Re: "float complex" arithmetic performance much slower than expected

Tim Prince <n8tm@xxxxxxx> · Wed, 06 Mar 2013 20:07:09 -0500

On 3/6/2013 4:13 PM, Michele Martone wrote:
On 20130306@20:49, Alexander Monakov wrote:

On Wed, 6 Mar 2013, Michele Martone wrote:

  . CFLAGS for gcc:
"-O3 -pipe -march=native -mtune=native -mavx -std=c99 -fno-unroll-loops"
  . CFLAGS for icc: "-O3 -xAVX -restrict -unroll=0"
This makes a comparison "unfair" since the two compilers use different
optimization restrictions for floating-point operations by default (GCC is
conservative, and thus more restricted in optimizations).  See the
documentation for -ffast-math GCC option, and floating-point flags in the ICC
help (e.g. options -fp-model and -mp).
Alexander, Tim.

I did some experiments by following your suggestions.
First, adding -ffast-math to gcc's CFLAGS.
Then, adding -complex-limited to icc's CFLAGS.

I must say that my functions exhibit only operations as integer and
floating point array access, then on the floating point numbers only sums
and products.

In the following, the percentage gap relative to the MKL routine.
So, it indicates how much of "performance" -- so, inversely proportional
to time -- is missing to each MKL case.

OG=the original gcc's CFLAGS above (former results)
OI=the original icc's flags above  (former results)
FM=gcc CFLAGS with added -ffast-math (based on Alexander's suggestion)
CL=icc CFLAGS with added -complex-limited

      [GCC] [ICC]
      FM OG OI CL
  FD:  5 20 20 24
  FS:  5 35 35 37
  FZ: 26 60 20 22
  FC: 54 90 35 37

Interpreting these results:
1)
  Adding -ffast-math to gcc's CFLAGS (above, from OG to FM) leads to
  a dramatic speedup:

  of ~19% (from 80% of MKL speed to 95% of that) for FD
  of ~46% (from 65% of MKL speed to 95% of that) for FS
  of ~85% (from 40% of MKL speed to 74% of that) for FZ
  of 360% (from 10% of MKL speed to 46% of that) for FC
  And here, the kick to the "float complex" is striking.
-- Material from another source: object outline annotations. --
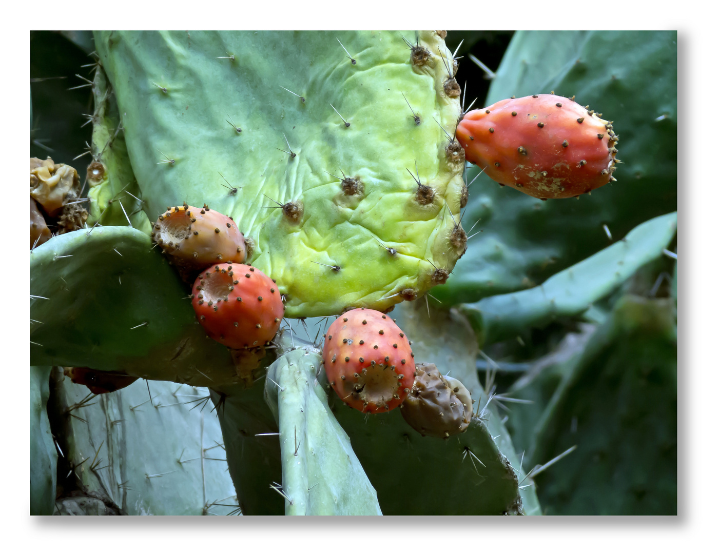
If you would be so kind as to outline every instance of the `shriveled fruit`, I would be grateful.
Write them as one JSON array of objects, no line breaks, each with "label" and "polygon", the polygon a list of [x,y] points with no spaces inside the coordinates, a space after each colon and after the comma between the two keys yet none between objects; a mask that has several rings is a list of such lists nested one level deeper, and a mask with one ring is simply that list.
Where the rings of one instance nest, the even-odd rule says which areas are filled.
[{"label": "shriveled fruit", "polygon": [[358,308],[340,315],[325,334],[324,370],[334,392],[361,412],[402,403],[414,381],[410,342],[388,316]]},{"label": "shriveled fruit", "polygon": [[155,222],[152,239],[188,280],[212,264],[244,262],[244,237],[230,218],[206,204],[168,207]]},{"label": "shriveled fruit", "polygon": [[74,167],[56,164],[51,158],[30,158],[30,196],[48,216],[60,216],[66,197],[73,190],[80,190],[80,177]]},{"label": "shriveled fruit", "polygon": [[273,280],[256,267],[232,263],[200,274],[192,287],[192,306],[208,336],[233,348],[271,340],[285,311]]},{"label": "shriveled fruit", "polygon": [[619,137],[601,115],[571,98],[535,94],[468,112],[457,137],[467,160],[500,185],[567,198],[616,180]]},{"label": "shriveled fruit", "polygon": [[84,384],[94,394],[114,392],[137,380],[137,377],[124,374],[100,371],[89,367],[63,367],[63,373],[75,384]]},{"label": "shriveled fruit", "polygon": [[400,406],[402,417],[423,435],[446,438],[467,430],[472,397],[459,381],[441,375],[434,364],[418,364],[412,390]]},{"label": "shriveled fruit", "polygon": [[35,200],[30,197],[30,248],[47,242],[52,236],[52,234],[47,228],[45,216],[37,208]]}]

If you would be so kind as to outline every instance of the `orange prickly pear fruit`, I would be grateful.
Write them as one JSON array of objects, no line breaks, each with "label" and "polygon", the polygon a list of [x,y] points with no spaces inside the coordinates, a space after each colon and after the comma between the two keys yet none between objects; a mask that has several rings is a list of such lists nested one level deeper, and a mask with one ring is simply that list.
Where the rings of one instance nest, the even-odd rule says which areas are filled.
[{"label": "orange prickly pear fruit", "polygon": [[554,94],[500,100],[457,127],[467,160],[500,185],[542,200],[590,193],[616,180],[612,122]]},{"label": "orange prickly pear fruit", "polygon": [[219,264],[200,274],[192,307],[211,338],[232,348],[271,341],[285,312],[275,282],[256,267]]},{"label": "orange prickly pear fruit", "polygon": [[335,320],[324,339],[325,374],[342,402],[371,413],[402,403],[414,382],[414,354],[390,318],[375,310],[351,310]]}]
2) FM (gcc -ffast-math) outperforms CL (icc -O3 -complex-limited).
    May this mean that icc is still used unfairly ?
    Probably I shall "downgrade" gcc's flags ?!
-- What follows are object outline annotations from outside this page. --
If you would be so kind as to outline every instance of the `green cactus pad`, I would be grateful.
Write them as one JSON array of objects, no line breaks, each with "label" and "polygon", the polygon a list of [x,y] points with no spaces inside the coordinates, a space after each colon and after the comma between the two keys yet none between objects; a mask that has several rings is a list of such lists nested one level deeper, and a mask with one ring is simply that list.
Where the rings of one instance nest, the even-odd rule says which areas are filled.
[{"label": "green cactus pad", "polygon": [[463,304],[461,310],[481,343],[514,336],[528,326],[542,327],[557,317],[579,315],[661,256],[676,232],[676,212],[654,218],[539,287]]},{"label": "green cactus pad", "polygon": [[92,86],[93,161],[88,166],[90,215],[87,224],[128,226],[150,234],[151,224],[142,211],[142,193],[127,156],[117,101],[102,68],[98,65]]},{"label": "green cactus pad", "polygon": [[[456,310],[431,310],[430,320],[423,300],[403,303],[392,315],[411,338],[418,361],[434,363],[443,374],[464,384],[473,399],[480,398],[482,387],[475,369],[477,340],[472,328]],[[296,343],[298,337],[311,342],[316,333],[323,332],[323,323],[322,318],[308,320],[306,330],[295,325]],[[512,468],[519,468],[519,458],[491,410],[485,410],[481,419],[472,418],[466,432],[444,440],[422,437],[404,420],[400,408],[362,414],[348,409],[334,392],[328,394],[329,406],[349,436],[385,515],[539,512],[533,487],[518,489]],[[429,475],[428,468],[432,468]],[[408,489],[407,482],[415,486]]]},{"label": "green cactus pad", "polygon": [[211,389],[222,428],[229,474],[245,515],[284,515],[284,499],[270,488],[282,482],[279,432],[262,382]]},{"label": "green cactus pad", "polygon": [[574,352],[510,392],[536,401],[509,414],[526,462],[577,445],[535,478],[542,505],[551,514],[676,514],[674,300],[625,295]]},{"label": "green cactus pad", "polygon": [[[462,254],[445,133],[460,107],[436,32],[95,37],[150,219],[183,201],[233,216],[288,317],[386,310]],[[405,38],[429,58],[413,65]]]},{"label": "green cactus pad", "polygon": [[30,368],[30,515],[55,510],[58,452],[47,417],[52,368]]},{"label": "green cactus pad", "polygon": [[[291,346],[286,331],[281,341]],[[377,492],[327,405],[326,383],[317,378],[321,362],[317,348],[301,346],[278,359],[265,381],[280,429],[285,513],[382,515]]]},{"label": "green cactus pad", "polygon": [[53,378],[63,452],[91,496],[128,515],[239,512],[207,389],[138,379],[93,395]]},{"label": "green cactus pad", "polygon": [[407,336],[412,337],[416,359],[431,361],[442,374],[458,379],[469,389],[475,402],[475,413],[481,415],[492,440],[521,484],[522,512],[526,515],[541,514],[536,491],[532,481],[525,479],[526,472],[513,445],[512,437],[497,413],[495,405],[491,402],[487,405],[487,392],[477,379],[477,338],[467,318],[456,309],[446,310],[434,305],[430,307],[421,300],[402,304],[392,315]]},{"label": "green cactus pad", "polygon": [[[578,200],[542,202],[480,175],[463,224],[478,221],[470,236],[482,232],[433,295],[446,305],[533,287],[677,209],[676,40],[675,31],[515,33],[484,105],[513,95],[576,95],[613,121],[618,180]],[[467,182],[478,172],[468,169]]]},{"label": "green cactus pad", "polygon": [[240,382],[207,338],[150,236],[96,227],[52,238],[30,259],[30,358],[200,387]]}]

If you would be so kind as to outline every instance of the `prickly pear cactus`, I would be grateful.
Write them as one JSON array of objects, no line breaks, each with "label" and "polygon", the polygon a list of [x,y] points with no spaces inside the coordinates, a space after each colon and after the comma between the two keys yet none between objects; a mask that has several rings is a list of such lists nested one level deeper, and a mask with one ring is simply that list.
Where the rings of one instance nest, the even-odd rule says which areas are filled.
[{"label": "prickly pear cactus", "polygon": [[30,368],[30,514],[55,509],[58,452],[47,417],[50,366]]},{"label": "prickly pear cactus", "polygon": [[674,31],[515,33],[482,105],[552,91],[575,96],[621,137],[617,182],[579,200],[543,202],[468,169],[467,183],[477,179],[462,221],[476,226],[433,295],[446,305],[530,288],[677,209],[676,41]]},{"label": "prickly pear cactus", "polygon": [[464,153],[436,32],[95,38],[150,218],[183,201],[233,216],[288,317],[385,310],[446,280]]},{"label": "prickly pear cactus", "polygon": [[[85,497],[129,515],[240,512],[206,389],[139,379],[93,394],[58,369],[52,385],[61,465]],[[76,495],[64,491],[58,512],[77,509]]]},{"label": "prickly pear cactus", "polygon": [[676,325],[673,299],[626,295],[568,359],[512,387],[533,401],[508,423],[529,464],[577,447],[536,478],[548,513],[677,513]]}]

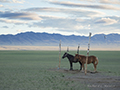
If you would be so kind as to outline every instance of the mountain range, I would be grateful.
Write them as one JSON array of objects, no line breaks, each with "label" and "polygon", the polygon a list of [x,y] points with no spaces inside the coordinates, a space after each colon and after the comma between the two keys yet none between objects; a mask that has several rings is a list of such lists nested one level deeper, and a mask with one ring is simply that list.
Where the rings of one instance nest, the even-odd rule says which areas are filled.
[{"label": "mountain range", "polygon": [[[16,46],[58,46],[59,42],[63,46],[86,46],[89,37],[76,35],[61,35],[49,33],[25,32],[16,35],[0,35],[0,45],[16,45]],[[120,47],[120,34],[96,34],[91,37],[91,45],[97,47]]]}]

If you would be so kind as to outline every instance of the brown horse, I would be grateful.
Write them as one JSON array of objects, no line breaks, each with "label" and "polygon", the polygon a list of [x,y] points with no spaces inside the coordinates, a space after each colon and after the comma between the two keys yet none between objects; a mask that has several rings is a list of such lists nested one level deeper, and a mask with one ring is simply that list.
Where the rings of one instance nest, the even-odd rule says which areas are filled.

My initial goal was twofold:

  - compare my code icc to gcc
  - compare my code to MKL (but in multithreaded mode, so it's out of
    this topic)
And in both cases, using "reasonable" level of optimization, not an
extreme one.
Or even better, a "comparable" level, especially when it comes to "my code
vs MKL".

I saw man icc for -mp1; I understand it's for comparisons and trascendentals,
so it does not apply here.
I see man icc mentions '-fp-model=fast=1' (rather than -fp-model=precise) is the
default. '-fp-model=fast=2' is available (but little documented); maybe that
would push towards similarity with -ffast-math.

Uhm.. I guess a compromise lies somewhere in between gcc's -O3 and -O3 -fast-math ?!
icc  -fp-model fast=1 -complex-limited-range is similar to gcc 
-ffast-math, depending on gcc version.  icc -fp-model fast=2 includes 
-complex-limited-range but it may be excessively aggressive beyond 
that.  As you say, you take your chances on possible unexpected effects.
icc -mp1 is an obsolete option from before the advent of the -fp-model 
options.  It cut back on some unnecessarily risky x87 shortcuts.
About all I know of you can do to cut back while keeping the most 
desirable parts of -ffast-math is to add  -fno-cx-limited-range 
depending on whether that is desirable (as well as safer) for your 
application.
In my opinion, the most objectionable and unnecessary feature of both 
gcc -ffast=math and icc -fp-model fast is the K&R style relaxation of 
the standard on parentheses.  If it were not for the desirability of sum 
reduction optimization, I would not use these options.

--
Tim Prince